Second, through transcriptome analysis, we eliminated the low-quality genes using R and quantified the expression using FPKM (fragments Per kb per Million), and genes with FPKM < 0.5 were removed. Also, a threshold, FDR (false discovery rate) ≤ 0.05 and FC (fold change) ≥ 1, was defined to further filter the remaining genes to find DEGs (different expressed genes), i.e. BHK_DEGs (4916) and CHO_DEGs (3597).
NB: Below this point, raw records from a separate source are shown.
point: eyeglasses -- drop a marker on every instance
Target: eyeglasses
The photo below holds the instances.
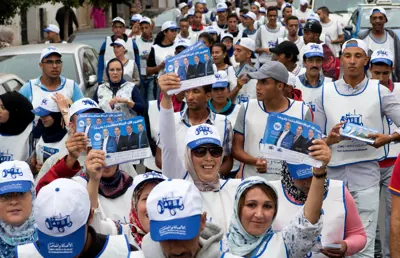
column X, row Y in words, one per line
column 215, row 151
column 52, row 62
We analysed genes differentially expressed between suspended and adherent cells to explore genes potentially responsible for the suspension feature of cells. We eventually obtained two sets of DEGs, one from BHK and one from CHO, namely BHK_sus_muts and CHO_sus_muts.
Further, we obtained the sus_muts gene set by analyzing their SNPs and mutations where genes with potential causal genetic changes were reserved. By intersecting each of the two DEGs set with sus_muts set respectively, we get BHK_keys and CHO_keys. Through taking the intersection of these two sets, we obtained 27 genes.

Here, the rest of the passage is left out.